OpenAI is no longer the frontrunner when it comes to state-of-the-art multimodal AI models. Last week, Google’s AI research lab, DeepMind, introduced a new group of models called Gemini that outperforms the best OpenAI models when evaluated on standard benchmark datasets — including those for automatic speech recognition and translation.

The three Gemini models — Ultra (for highly complex tasks), Pro (for a broader range of tasks), and Nano (for on-device tasks) — are already being implemented on Google products, starting with Nano on the Pixel smartphone and Pro on the Bard chatbot. 

“This new era of models represents one of the biggest science and engineering efforts we’ve undertaken as a company,” wrote Google’s CEO Sundar Pichai in a blog post. “I’m genuinely excited for what’s ahead, and for the opportunities Gemini will unlock for people everywhere.”

Despite a misleading demo video, Gemini’s capabilities are impressive.
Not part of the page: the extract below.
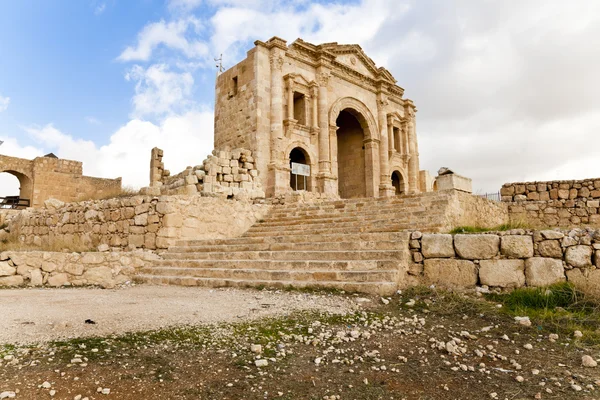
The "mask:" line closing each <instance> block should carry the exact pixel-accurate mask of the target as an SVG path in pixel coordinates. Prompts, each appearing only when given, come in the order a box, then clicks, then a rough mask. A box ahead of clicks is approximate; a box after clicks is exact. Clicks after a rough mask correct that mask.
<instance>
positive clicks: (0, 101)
mask: <svg viewBox="0 0 600 400" xmlns="http://www.w3.org/2000/svg"><path fill="white" fill-rule="evenodd" d="M9 103H10V97H2V96H0V112H2V111H6V109H7V108H8V104H9Z"/></svg>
Gemini Ultra surpassed OpenAI’s flagship model, GPT-4, on myriad tasks such as coding, natural image understanding, and mathematical reasoning. 

Compared to OpenAI’s Whisper v3 multilingual model, Gemini Pro performed better at automatic speech recognition, receiving a lower word error rate when tested on a 62-language benchmark. Similarly, Gemini Pro beat Whisper v2 at automatic speech translation based on a 21-language benchmark.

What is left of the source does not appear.